O governo interino da Venezuela, liderado por Delcy Rodríguez, anunciou nesta sexta-feira (14) a liberação de 131 presos políticos venezuelanos. A medida, que ocorre poucos dias após o primeiro encontro formal entre representantes do chavismo e um setor da oposição, está enquadrada na aplicação da Lei de Anistia aprovada em fevereiro. (Vídeo no final da matéria).
O anúncio foi realizado pelo Programa para a Paz e a Convivência Democrática, que atribuiu as decisões aos tribunais venezuelanos após solicitações formuladas pelo Ministério Público. O organismo informou que os processos revisados correspondem a pessoas acusadas ou condenadas por fatos que o governo interino vinculou a supostos ataques contra a institucionalidade e a estabilidade do país.
Libertação sob medidas alternativas
A decisão contempla medidas alternativas ao encarceramento, o que significa que nem todos os beneficiários ficam livres de restrições judiciais. Organizações que defendem os presos políticos têm reiterado que a excarceração sob medidas cautelares não equivale ao reconhecimento da inocência dos afetados, já que, em diversos casos, os libertados continuam sujeitos a restrições de mobilidade ou apresentações periódicas à Justiça.

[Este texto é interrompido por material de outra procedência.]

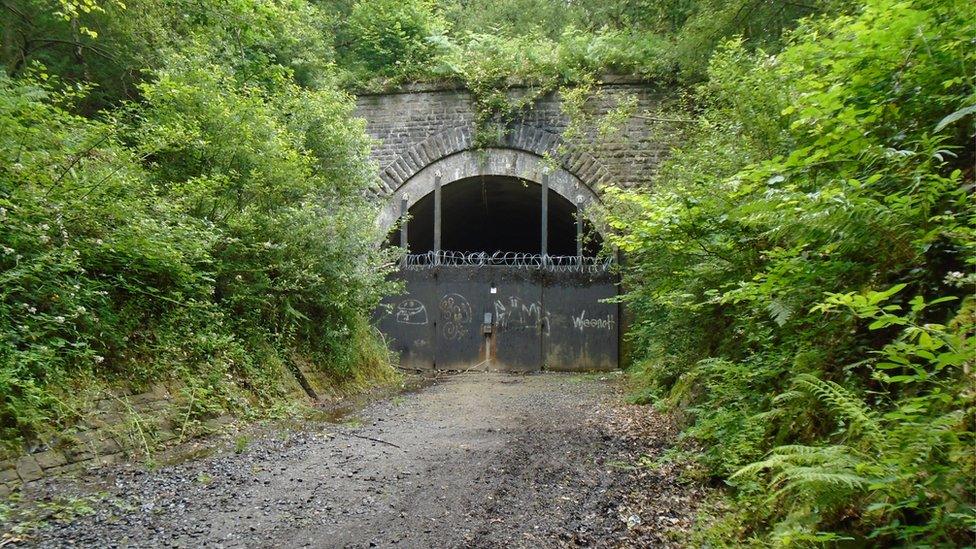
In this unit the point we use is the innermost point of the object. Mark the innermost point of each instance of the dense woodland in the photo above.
(183, 195)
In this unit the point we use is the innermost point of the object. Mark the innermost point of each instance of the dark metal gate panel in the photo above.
(459, 307)
(583, 330)
(519, 319)
(407, 321)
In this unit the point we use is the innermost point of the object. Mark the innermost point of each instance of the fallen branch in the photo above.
(370, 439)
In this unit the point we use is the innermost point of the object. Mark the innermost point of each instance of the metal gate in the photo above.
(512, 314)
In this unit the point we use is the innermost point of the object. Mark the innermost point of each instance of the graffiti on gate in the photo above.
(582, 323)
(516, 314)
(411, 311)
(455, 316)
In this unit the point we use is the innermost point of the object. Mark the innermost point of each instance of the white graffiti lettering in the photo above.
(598, 323)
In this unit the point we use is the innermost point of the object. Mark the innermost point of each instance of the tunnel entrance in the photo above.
(498, 214)
(502, 273)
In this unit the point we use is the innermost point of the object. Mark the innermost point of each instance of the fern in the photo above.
(861, 419)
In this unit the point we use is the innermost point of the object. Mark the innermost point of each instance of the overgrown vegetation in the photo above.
(181, 195)
(182, 198)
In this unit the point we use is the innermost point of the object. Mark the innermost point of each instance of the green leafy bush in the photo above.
(212, 231)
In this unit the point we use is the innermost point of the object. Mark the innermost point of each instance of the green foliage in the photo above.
(392, 38)
(809, 178)
(211, 231)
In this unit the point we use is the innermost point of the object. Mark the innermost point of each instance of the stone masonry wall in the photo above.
(402, 121)
(102, 438)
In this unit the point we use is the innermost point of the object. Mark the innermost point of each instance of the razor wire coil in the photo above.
(554, 263)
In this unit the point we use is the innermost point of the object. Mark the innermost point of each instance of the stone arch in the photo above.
(492, 161)
(583, 165)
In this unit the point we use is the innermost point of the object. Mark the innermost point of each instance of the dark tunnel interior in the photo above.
(492, 214)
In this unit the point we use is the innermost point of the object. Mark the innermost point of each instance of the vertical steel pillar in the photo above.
(404, 238)
(579, 230)
(544, 247)
(437, 218)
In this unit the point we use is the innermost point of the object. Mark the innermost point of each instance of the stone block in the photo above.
(8, 474)
(109, 459)
(28, 469)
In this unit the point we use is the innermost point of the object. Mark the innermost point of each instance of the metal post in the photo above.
(545, 216)
(579, 230)
(404, 239)
(437, 219)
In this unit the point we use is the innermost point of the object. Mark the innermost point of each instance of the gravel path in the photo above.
(476, 460)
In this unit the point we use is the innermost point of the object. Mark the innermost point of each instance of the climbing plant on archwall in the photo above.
(802, 278)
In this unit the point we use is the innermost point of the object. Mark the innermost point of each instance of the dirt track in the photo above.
(477, 460)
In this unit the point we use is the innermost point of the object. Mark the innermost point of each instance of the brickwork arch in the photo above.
(492, 161)
(538, 142)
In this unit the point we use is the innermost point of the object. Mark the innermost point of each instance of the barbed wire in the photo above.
(555, 263)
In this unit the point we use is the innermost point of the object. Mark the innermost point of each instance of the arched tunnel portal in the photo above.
(504, 271)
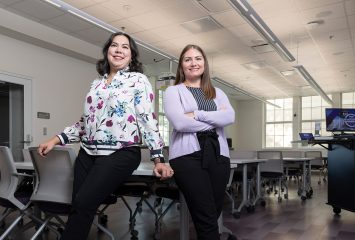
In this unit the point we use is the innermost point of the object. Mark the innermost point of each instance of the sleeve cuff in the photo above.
(63, 138)
(157, 154)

O caso de Emirlendris Benítez
Entre os libertados está Emirlendris Benítez, considerada um dos casos mais graves de perseguição política denunciados nos últimos anos. Benítez foi detida em agosto de 2018, quando estava grávida de quatro meses, sob a acusação de envolvimento no atentado com drones durante um ato militar em Caracas do qual participava o ex-ditador Nicolás Maduro.
A Justiça chavista a condenou a 30 anos de prisão por terrorismo, traição à pátria e homicídio qualificado tentado. Seus advogados e organizações de direitos humanos rejeitaram integralmente as acusações, denunciando graves irregularidades e abusos no processo. Durante o período na prisão, Benítez foi submetida a torturas que lhe causaram danos físicos irreversíveis: perdeu o bebê e desenvolveu problemas severos de mobilidade que a forçaram a usar cadeira de rodas.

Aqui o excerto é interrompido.